3 Reasons Gold is Rising and the Dollar is Falling
The price of gold is moving in contradiction to its economic purpose, which is to serve as an investor safe haven against inflation. Shortly after the election, the dollar index spiked as gold prices began a quick decline; however, recently the trend has reversed. Gold is now up around 7% since the Fed’s December rate hike, according to Bloomberg.
Last week we saw the Consumer Price Index report showing inflation above 2% and Janet Yellen’s congressional testimony sending firms like Goldman Sachs increasing the odds of a March hike to 30%. With stronger assurance and signals of higher interest rates and rising inflation, why is gold rising and the dollar falling? Here are 3 critical factors:
Uncertainties surrounding the stability of his administration, the priority of his policies, and responses by other world leaders are keeping investors skeptical of what Trump-o-nomics will look like. The rallies in the dollar and the stock market began quickly after the election results. Investors were looking to campaign promises of fiscal spending and deregulation that would free up more capital investment into construction projects like the border wall. Since then Trump’s focus has been diverted to national security matters, and investors haven’t yet seen the earnestness, political will or Republican support to push through spending increases.

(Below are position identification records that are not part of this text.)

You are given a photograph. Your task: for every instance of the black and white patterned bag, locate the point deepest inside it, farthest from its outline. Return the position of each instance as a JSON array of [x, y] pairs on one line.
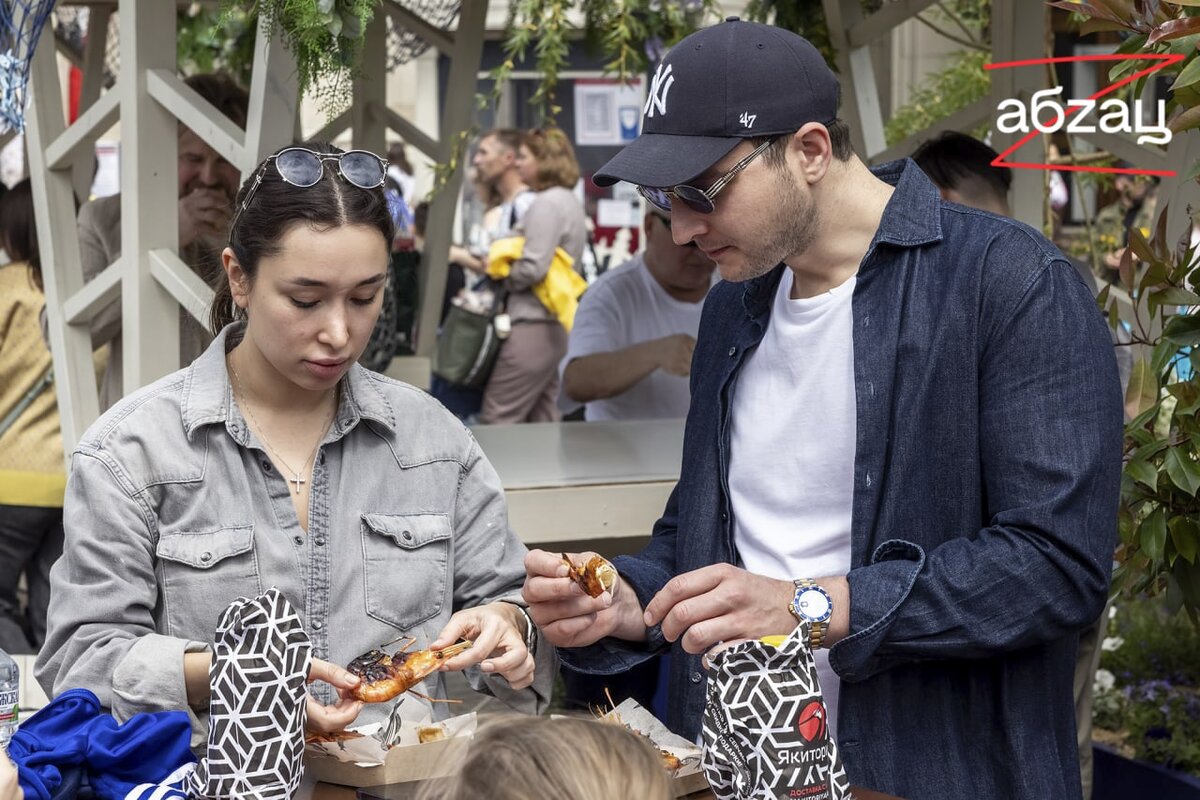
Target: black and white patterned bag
[[766, 728], [259, 672]]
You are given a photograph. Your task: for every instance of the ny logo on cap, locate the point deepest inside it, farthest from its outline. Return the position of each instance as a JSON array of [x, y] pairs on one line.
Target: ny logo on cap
[[659, 88]]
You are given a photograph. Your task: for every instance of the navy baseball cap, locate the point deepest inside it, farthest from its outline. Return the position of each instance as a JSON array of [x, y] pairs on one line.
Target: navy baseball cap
[[715, 88]]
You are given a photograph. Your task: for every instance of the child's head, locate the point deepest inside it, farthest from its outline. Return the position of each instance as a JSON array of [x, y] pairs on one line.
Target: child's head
[[520, 757]]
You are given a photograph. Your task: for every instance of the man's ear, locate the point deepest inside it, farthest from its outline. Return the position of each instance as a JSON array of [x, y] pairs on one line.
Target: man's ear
[[815, 150], [239, 282]]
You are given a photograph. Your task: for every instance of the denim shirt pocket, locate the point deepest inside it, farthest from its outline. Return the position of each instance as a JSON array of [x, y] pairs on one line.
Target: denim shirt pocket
[[406, 564], [202, 573]]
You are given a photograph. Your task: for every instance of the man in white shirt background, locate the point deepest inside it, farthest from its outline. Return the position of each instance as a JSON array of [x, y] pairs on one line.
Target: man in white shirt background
[[630, 348]]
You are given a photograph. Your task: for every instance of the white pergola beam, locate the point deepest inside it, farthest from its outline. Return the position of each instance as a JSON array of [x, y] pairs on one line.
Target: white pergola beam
[[885, 20], [861, 108], [183, 283], [408, 132], [149, 316], [186, 104], [274, 100], [443, 41], [456, 116], [105, 288], [960, 120], [75, 378], [1128, 150], [1017, 28], [334, 128], [79, 138]]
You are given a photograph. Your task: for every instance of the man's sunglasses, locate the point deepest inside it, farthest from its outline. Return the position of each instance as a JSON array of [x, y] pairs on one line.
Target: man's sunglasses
[[303, 167], [697, 199]]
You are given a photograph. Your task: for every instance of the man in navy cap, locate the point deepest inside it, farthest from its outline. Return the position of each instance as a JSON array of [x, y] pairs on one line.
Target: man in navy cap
[[905, 429]]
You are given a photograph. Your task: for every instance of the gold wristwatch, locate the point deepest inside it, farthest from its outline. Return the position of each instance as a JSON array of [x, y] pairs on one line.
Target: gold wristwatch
[[811, 605]]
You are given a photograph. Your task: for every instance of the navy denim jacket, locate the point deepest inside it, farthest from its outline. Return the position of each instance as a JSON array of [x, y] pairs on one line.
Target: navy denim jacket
[[987, 476]]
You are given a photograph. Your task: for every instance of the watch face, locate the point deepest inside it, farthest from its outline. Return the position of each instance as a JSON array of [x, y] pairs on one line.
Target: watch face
[[814, 605]]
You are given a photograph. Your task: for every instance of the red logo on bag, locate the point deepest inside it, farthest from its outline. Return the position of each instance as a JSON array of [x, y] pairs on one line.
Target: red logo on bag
[[811, 722]]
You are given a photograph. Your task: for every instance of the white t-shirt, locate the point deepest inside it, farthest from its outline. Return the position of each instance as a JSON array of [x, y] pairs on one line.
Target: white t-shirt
[[623, 307], [792, 447]]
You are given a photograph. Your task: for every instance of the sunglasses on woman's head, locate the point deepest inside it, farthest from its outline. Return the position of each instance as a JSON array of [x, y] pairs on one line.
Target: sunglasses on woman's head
[[303, 167], [697, 199]]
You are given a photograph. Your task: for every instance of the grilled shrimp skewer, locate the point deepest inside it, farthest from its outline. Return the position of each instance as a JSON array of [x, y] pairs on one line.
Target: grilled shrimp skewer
[[385, 677]]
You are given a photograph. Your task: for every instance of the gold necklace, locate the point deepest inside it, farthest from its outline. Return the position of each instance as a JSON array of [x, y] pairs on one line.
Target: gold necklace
[[240, 396]]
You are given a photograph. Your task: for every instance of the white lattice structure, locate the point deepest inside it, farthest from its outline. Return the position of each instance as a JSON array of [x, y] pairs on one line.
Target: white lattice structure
[[150, 100]]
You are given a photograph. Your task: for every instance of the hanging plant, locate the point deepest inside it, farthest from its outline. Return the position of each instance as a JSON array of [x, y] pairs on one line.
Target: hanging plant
[[325, 38]]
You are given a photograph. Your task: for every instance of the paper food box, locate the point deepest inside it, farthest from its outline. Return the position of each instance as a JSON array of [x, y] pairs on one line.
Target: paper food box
[[688, 776], [364, 759]]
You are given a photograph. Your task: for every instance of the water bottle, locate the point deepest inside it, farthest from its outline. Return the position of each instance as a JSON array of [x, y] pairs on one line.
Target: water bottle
[[10, 698]]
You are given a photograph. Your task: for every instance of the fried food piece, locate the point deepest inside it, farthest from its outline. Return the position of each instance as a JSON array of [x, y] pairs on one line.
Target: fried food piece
[[595, 577], [427, 733], [385, 677], [336, 737]]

Interest Hikes Don’t Matter
Peter Schiff explained in a recent podcast why the likelihood of rising interest rate hikes isn’t driving interest in the dollar: investors are beginning to understand the insignificance of the Fed’s moves. Raising the Federal Funds target rate to .05% – .75% won’t curb inflation, which is already moved past the Fed’s own target of 2% and accelerating. Anyone going to the grocery store lately doesn’t need a CPI report to know prices are skyrocketing. It’s too little too late.
The Fed can’t risk raising rates too quickly because it will tank the economy, and they’ll be forced to officially declare that we’re still in a recession (another fact most people outside of Washington already know). Janet Yellen and her monetary cabal will raise them just enough to say they’ve done something, but not enough to effectively fight inflation.
Eureka! Inflation is Bad for the Dollar
As obvious as the basic economic law seems, many are finally beginning to realize inflation weakens the purchasing power of their cash. It’s not really a lack of understanding economic fundamentals that’s the problem here; it’s the belief in the Fed’s argument that inflation is good for the economy. The Keynesian theorists running the Fed continue to think the US can spend its way to economic health and prosperity. From that perspective, inflation is good. But for everyday citizens trying to make ends meet, having a devalued fiat currency doesn’t add to an increase in their standard of living. As Ludwig Von Mises said, “Capital goods come into existence by saving.”
These three factors for gold’s upward movement suggest more people are beginning to feel less optimistic about the future, given the current political climate and rightful mistrust of institutions like the Federal Reserve.
Peter believes we’ve been living in a phony recovery, that inflation will increase along with unemployment at a substantial rate. Layoffs are coming and interest rates will rise. As a result, political battles will increase. US citizens will have a White House looking to place blame for the new recession on the Fed, and a Fed pointing to the chaotic policies of the Trump administration.
Today’s political uncertainties make it a great time to consider diversifying your portfolio with precious metals. Buying gold and silver can help guard against destructive inflation and protect your hard-earned wealth.